To determine the attention-related brain activity in the EEG/MEG data, we focused on the N2pc component, a well established correlate of the focusing of visuospatial attention (Luck and Hillyard, 1994; Luck et al., 1997a; Luck and Ford, 1998; Woodman and Luck, 1999, 2003). The N2pc is generated primarily in inferior occipitotemporal cortex (Hopf et al., 2000, 2002) and appears to reflect a filtering operation that serves to attenuate input from distractor items. In particular, the N2pc appears to represent the same attentional modulation of visual processing that has been observed in single-unit recordings from macaque extrastriate cortex (Chelazzi et al., 1993, 1998, 2001; Luck et al., 1997a).
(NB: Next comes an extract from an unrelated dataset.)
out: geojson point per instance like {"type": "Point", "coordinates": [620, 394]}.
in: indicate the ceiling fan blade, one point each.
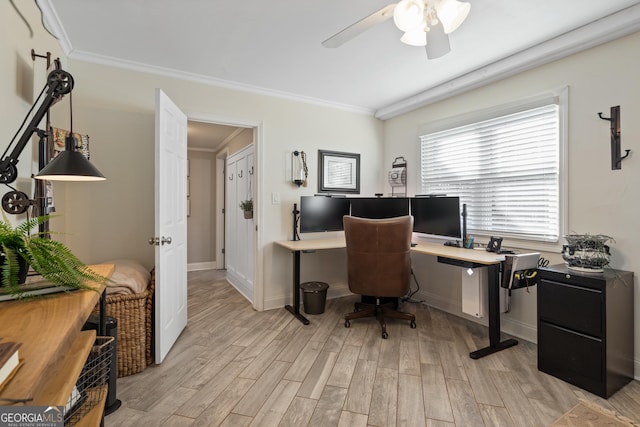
{"type": "Point", "coordinates": [359, 27]}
To derive the N2pc, separate averages for both MEG and EEG were computed for targets occurring in the left and the right visual fields (LVF and RVF), and the data were collapsed over the two target colors (red and green). The N2pc was then isolated by subtracting the right visual field target waveforms from the left visual field target waveforms. These difference waves eliminated activity attributable to purely sensory responses, because all arrays contained a red item in one visual field and a green item in the other field, with red being attended in some trial blocks and green being attended in others. Furthermore, any higher-level cognitive activity that was equal for ipsilateral and contralateral targets was also eliminated in these difference waves, leaving only lateralized cognitive responses (primarily the N2pc wave). The N2pc component was quantified as the difference in voltage or magnetic field strength between contralateral and ipsilateral targets from 250–300 ms, relative to a 100 ms prestimulus baseline. It should be noted that subtracting the response to right visual field targets from the response to left visual field targets causes the N2pc effect to appear as relative negativity over the right hemisphere and as relative positivity over the left hemisphere in the ERP response. Correspondingly, in the ERMF response, the N2pc appears as an influx–efflux difference field over the left posterior cortex and as an efflux–influx difference field over the right posterior cortex, with the efflux field components of both sides conflowing (for a detailed discussion, see Hopf et al., 2000). To compensate for the opposite polarity of the N2pc difference in the left and right hemispheres, left hemisphere measures were switched in polarity before submitting them to within-subjects ANOVAs.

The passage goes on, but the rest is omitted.